Some hints and tips regarding the creation of component diagrams - based on my experiences:

  • Use coloring as much as possible, but don't overdo it. It is more important to be consistent in your color choices, so that objects of the same type are colored the same. I often see complicated diagrams where the elements are almost indistinguishable to the human eye. Especially when arrows and boxes have the same style (black, solid lines of the same thickness), the chaos becomes perfect.
  • Use rounded corners and lines whenever possible. This is more comfortable and easier to read.
  • Adjust the font size to the size of the chart. Most drawing programs do not do this automatically, so as the diagram size increases, the ratio of font size to expansion becomes worse and worse. The result is that the text can only be read with a magnifying glass when the chart has to be reduced to fit the given slot (e.g. screen with a restricted resolution, or here on LinkedIn the images need to have a fixed width).
  • Distinguish between machine-to-maschine interactions or relationships (solid arrows) and those of human users (dashed arrows), as these are two completely different subjects - with different principles, rules, and thus implications for implementation.
  • An application is a closed system that lives in a closed platform. Therefore, you should never connect arrows from a component directly to an external system, but route them through so-called ports. After all, you don't go out of your house directly through the wall, but use the door, do you?
  • These ports (or technically speaking: interfaces) are shown in my component diagram as small colored boxes on the edges of a system to show that there are “pass-through” points (for data, signals, interactions, etc.).
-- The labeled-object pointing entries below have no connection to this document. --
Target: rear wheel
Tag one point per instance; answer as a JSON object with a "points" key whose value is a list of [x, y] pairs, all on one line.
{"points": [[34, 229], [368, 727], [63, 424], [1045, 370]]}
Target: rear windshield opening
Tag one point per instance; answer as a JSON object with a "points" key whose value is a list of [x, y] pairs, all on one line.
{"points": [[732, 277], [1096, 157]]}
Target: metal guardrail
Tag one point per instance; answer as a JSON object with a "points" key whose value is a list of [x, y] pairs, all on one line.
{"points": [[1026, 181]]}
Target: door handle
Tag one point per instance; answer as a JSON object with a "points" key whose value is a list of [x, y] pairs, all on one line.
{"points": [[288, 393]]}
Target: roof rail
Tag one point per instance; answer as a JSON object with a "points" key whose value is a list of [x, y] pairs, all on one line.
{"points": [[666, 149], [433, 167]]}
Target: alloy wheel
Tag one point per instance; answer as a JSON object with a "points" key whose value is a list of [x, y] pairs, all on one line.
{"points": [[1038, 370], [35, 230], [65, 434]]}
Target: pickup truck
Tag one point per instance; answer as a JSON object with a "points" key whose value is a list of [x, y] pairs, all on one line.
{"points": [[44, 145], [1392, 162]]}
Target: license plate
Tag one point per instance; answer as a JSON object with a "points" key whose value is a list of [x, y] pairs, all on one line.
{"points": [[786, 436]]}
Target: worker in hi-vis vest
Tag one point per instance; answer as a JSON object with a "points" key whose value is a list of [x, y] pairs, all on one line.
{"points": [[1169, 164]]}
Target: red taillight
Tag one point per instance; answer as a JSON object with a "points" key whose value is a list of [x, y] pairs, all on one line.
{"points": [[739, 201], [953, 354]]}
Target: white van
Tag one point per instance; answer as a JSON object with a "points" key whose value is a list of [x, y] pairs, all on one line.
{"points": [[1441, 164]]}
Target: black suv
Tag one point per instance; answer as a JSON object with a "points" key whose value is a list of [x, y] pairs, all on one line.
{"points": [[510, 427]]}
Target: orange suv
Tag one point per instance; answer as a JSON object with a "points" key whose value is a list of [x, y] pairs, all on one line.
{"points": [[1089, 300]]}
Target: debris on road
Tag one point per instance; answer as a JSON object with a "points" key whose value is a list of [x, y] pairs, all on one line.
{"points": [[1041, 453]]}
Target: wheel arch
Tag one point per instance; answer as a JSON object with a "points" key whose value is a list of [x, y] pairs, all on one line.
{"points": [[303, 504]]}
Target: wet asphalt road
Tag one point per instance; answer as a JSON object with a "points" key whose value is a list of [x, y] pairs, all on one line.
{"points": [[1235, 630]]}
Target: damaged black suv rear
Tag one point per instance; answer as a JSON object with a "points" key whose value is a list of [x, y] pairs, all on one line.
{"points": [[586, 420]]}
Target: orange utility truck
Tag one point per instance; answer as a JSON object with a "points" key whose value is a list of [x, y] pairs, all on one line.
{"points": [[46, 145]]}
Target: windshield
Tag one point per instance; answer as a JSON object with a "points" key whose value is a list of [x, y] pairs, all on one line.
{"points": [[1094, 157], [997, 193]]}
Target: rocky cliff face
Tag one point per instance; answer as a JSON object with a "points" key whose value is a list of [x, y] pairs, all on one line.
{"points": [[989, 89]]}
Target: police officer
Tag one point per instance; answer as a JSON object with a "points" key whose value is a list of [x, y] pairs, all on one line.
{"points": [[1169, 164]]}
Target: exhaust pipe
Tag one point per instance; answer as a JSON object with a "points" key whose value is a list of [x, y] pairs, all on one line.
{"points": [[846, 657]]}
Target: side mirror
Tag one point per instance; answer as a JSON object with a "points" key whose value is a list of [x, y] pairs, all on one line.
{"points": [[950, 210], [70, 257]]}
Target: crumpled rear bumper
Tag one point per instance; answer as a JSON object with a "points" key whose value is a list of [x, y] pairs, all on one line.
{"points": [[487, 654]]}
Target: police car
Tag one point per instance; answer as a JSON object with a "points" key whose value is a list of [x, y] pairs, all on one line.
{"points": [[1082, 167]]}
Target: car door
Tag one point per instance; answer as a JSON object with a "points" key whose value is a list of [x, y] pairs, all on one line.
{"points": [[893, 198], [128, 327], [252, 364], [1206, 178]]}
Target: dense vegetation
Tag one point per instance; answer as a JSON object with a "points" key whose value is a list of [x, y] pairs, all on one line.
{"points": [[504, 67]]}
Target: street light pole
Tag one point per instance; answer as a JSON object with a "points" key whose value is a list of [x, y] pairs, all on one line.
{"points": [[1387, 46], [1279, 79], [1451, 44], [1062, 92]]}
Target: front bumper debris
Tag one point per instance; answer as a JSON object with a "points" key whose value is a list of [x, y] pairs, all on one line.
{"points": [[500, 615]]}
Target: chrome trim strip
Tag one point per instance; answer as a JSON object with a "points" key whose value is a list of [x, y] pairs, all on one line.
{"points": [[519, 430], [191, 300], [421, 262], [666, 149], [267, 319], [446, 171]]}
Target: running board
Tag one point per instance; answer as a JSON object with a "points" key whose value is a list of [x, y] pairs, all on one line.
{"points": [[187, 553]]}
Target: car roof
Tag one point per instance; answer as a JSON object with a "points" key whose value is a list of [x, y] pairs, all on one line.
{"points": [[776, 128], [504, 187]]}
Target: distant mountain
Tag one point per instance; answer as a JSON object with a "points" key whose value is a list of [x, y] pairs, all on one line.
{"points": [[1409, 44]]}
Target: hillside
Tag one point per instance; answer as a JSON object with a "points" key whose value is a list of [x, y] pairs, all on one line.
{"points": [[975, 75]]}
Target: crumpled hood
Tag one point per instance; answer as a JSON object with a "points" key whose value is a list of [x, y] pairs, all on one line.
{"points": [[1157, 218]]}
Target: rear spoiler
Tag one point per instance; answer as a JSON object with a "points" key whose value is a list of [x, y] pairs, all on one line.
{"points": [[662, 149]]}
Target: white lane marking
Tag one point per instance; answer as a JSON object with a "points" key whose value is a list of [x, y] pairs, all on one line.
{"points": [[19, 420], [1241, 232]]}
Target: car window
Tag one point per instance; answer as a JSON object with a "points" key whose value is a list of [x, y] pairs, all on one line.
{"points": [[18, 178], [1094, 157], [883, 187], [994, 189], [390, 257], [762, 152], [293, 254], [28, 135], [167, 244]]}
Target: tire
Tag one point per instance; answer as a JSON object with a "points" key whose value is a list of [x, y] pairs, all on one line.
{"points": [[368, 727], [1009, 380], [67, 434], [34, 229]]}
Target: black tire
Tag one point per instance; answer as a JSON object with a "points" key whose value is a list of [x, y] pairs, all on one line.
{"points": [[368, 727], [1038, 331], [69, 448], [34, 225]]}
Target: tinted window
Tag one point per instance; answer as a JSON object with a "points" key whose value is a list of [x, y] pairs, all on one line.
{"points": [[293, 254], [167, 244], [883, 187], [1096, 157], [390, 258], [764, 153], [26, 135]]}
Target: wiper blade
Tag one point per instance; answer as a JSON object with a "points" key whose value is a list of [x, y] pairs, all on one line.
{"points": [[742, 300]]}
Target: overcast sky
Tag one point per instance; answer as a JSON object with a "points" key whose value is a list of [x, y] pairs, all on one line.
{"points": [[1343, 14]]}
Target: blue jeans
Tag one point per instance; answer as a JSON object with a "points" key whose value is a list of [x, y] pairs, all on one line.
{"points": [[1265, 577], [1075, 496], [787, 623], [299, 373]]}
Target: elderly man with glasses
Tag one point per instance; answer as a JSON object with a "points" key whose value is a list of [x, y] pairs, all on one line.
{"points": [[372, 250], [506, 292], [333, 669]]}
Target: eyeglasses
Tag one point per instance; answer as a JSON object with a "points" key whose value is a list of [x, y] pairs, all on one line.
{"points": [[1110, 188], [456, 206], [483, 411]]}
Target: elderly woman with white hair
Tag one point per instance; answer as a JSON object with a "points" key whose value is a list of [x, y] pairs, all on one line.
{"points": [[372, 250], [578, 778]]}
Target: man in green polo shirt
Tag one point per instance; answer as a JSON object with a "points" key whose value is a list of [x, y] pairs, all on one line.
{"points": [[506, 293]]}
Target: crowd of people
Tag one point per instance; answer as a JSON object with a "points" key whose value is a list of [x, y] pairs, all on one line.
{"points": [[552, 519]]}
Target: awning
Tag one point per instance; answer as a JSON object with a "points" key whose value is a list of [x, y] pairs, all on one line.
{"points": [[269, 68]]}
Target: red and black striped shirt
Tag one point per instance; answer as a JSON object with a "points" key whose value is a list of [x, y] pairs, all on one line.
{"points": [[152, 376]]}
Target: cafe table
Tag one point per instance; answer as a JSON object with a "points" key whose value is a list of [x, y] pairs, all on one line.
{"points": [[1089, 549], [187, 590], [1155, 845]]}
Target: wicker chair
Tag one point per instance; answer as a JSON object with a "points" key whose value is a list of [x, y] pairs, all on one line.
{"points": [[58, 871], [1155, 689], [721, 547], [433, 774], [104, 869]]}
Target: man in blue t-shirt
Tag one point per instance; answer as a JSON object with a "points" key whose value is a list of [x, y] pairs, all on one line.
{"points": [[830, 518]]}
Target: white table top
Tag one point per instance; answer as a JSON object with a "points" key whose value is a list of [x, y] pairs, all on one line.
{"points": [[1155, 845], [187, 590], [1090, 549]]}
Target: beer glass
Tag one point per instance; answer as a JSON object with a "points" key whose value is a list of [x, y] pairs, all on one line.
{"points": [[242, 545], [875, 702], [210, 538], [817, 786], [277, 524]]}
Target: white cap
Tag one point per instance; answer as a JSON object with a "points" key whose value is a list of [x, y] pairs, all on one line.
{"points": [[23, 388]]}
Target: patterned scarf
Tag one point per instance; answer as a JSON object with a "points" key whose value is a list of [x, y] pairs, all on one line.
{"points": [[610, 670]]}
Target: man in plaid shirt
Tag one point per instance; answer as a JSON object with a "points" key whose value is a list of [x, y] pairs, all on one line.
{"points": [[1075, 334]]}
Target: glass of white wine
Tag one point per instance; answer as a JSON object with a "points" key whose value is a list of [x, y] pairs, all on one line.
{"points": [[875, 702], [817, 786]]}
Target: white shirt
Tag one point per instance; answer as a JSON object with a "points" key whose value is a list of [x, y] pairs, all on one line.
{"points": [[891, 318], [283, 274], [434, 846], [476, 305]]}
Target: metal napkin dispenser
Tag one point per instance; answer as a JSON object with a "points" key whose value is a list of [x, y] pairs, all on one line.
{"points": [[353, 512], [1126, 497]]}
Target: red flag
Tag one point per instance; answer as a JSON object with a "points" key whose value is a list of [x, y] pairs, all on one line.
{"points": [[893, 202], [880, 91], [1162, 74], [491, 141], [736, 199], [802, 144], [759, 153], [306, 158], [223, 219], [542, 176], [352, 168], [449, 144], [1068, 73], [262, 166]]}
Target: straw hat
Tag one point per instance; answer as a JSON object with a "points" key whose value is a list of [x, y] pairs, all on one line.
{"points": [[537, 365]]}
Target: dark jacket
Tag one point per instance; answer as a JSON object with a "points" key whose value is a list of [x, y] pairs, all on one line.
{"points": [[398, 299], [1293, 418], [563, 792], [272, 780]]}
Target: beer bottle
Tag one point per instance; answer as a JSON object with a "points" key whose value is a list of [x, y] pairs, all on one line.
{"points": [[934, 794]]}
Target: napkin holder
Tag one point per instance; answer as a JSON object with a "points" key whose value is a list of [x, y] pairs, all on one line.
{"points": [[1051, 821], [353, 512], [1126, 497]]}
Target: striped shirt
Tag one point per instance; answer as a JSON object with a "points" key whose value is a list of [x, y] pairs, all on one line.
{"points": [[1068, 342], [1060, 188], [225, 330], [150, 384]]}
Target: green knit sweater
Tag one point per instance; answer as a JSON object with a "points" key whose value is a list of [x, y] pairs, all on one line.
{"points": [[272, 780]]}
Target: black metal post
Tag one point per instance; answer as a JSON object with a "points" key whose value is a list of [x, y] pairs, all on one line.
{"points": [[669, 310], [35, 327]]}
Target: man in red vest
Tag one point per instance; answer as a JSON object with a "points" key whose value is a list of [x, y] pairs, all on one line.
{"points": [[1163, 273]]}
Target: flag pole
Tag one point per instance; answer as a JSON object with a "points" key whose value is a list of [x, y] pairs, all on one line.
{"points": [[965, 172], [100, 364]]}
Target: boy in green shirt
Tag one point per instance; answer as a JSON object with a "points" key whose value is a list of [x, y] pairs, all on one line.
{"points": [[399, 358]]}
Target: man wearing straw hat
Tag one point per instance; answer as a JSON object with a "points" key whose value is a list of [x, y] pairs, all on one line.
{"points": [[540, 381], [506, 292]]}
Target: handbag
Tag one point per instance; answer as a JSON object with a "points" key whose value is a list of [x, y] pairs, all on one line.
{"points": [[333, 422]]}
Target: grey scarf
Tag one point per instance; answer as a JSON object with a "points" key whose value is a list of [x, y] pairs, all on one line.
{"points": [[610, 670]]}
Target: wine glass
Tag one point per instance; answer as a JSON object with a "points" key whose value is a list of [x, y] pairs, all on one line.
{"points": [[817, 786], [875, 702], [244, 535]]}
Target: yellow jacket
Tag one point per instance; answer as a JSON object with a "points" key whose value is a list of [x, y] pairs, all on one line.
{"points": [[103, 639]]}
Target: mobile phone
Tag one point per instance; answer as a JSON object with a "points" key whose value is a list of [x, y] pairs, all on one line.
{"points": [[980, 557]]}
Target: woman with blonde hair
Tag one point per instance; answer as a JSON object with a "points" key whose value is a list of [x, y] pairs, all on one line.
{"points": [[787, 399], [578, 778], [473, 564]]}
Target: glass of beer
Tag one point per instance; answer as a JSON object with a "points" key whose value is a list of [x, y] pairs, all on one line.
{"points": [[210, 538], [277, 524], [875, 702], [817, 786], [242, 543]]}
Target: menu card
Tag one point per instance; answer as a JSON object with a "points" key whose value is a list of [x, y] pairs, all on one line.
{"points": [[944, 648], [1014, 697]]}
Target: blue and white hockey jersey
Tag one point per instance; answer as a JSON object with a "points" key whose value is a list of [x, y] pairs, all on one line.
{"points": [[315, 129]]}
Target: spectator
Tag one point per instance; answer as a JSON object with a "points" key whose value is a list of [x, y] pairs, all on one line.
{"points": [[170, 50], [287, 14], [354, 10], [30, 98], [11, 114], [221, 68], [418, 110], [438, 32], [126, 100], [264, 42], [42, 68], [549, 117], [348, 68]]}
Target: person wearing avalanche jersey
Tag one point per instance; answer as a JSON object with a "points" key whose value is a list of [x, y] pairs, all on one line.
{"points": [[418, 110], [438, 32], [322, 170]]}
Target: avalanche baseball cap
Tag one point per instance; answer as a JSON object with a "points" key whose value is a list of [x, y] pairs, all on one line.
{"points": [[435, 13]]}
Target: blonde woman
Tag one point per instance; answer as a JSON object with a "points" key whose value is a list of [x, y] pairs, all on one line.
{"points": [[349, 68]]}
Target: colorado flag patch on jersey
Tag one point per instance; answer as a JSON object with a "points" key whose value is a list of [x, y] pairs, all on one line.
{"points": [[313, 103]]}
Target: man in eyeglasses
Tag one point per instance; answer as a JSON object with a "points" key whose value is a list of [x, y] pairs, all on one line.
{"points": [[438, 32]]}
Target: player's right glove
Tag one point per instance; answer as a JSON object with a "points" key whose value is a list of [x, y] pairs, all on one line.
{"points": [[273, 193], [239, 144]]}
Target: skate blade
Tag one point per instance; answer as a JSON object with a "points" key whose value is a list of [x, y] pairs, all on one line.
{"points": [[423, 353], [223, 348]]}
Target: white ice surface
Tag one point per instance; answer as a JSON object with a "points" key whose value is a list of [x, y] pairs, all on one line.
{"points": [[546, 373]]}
For the technical forms of communication, capabilities such as REST messages or scripted REST APIs can be utilized in ServiceNow. And human users also interact with a system through (user) interfaces, which are technologically different and can be a mobile app in ServiceNow, a service portal, or a workspace. That is why those UIs have a different port color in my diagrams.


Wrapping up

This article is not intended to be a complete guide to writing a solution design document, as other elementary chapters are missing to make such a document complete. Some examples are:

  • Introduction & Overview: purpose, scope, audience, project context, history, referrences to related sources
  • Current situation: what is available/existing at the moment on customer side, what are the current challenges and pain points
  • Requirements Overview: references to provided requirements documents, summarized/extracted business/functional/non-functional requirements and constraints
  • Non-functional Design Considerations: performance, security, scalability, reliability
  • Assumptions and Risks: conditions assumed true, potential risks and their possible mitigations, constraints
  • Implementation Considerations: proposed development approach (in ServiceNow stick to the well-defined Now Create methology), testing strategy, deployment plan, dependencies, etc.
  • Appendices: glossary, references, etc.


For those eager for concrete implementation insights, the upcoming articles will delve deeper into the technical details, offering a closer look behind the scenes. Until then, I look forward to your feedback and questions, and wish you an exciting time on your own adventures in the ServiceNow universe.